Rover executives want to add a few more samples to their collection before dropping the backup cache. Next week they plan to drill at a location called Enchanted Lake, which has the potential to deliver the finest granular delta rock of all. Soon after, the rover will collect a sample of wind-deposited soil, which “integrates” information from all over Mars, said Katie Stack Morgan, the mission’s deputy project scientist at NASA’s Jet Propulsion Laboratory. “We could get a truly global sample of the fine-grained dust circulating on Mars.” The team also wants the cache to contain a tube containing only air, an important resource for those studying the Martian atmosphere.
Once the rover team has completed its cache and NASA has approved the plan, a small arm under the rover will begin to discharge the sample tubes. It won’t make them fall in a heap. Instead, the rover will spend about 2 months depositing them one at a time, several meters apart, in a flat part of the crater. “It’s like a billiard table,” said Meenakshi Wadhwa, MSR’s chief scientist at Arizona State University, Tempe. “It’s as good as it gets when it comes to a place to land a monster retrieval mission.”

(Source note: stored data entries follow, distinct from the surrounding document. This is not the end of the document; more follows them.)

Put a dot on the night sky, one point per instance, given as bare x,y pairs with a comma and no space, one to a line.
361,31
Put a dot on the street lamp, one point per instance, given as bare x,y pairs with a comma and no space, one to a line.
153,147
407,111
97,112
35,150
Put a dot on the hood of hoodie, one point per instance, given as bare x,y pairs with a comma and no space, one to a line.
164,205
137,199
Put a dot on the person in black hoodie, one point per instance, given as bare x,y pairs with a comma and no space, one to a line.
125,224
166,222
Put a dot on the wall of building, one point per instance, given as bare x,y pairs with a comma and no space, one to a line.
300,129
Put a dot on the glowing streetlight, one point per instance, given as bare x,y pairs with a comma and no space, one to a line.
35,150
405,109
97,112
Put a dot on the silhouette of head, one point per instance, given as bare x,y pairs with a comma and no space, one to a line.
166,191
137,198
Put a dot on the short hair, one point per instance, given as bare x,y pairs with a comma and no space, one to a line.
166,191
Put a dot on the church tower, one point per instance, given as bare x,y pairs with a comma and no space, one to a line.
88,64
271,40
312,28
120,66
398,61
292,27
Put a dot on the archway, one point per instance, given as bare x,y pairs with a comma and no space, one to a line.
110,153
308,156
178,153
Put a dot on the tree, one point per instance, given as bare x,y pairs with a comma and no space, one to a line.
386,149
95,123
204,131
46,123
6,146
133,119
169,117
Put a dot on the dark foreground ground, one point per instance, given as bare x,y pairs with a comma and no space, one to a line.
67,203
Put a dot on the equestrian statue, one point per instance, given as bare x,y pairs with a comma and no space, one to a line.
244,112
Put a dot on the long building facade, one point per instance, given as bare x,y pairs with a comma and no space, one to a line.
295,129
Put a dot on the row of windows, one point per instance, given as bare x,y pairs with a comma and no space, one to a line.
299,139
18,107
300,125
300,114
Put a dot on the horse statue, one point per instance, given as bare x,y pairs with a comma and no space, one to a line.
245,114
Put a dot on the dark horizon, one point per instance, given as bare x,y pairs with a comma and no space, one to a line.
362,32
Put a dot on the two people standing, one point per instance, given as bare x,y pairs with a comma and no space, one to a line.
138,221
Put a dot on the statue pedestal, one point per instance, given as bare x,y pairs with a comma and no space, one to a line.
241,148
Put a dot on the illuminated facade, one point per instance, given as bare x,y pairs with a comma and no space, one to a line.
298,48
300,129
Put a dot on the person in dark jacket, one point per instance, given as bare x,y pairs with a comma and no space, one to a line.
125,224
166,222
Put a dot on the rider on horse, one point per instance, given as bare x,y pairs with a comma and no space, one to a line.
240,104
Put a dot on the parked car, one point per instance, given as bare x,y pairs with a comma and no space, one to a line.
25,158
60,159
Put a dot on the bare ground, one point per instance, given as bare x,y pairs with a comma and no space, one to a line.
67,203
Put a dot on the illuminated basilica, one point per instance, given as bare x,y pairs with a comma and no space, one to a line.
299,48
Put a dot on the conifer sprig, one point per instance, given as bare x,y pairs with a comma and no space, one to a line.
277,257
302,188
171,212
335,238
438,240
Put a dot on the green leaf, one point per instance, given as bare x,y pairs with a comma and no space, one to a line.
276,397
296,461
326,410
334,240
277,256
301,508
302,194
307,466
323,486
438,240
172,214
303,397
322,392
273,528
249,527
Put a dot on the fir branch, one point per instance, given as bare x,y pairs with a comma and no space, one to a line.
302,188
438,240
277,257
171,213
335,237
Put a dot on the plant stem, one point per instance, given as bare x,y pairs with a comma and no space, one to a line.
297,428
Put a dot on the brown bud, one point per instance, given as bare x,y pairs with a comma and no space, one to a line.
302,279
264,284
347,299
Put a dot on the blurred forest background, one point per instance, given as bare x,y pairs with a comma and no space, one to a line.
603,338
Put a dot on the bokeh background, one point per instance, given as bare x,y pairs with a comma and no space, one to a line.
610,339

Current plans call for a pair of autonomous helicopters, like the one from Perseverance last year, to collect individual samples and deliver them to the 3-foot-tall rocket that will launch them into orbit. Farley says he’s not worried about finding the tubes. “We’ll know to within an inch or so where they are.”
Of course, if the rover stays healthy, the backup cache will never reach Earth. But psychologically, the cache will be an incentive to continue with the rest of the expensive, risky MSR scheme and an incentive to make sure it runs flawlessly. “When we put that cache, we’ll send a message,” Bosak says, “that this is a set of samples that can be returned.”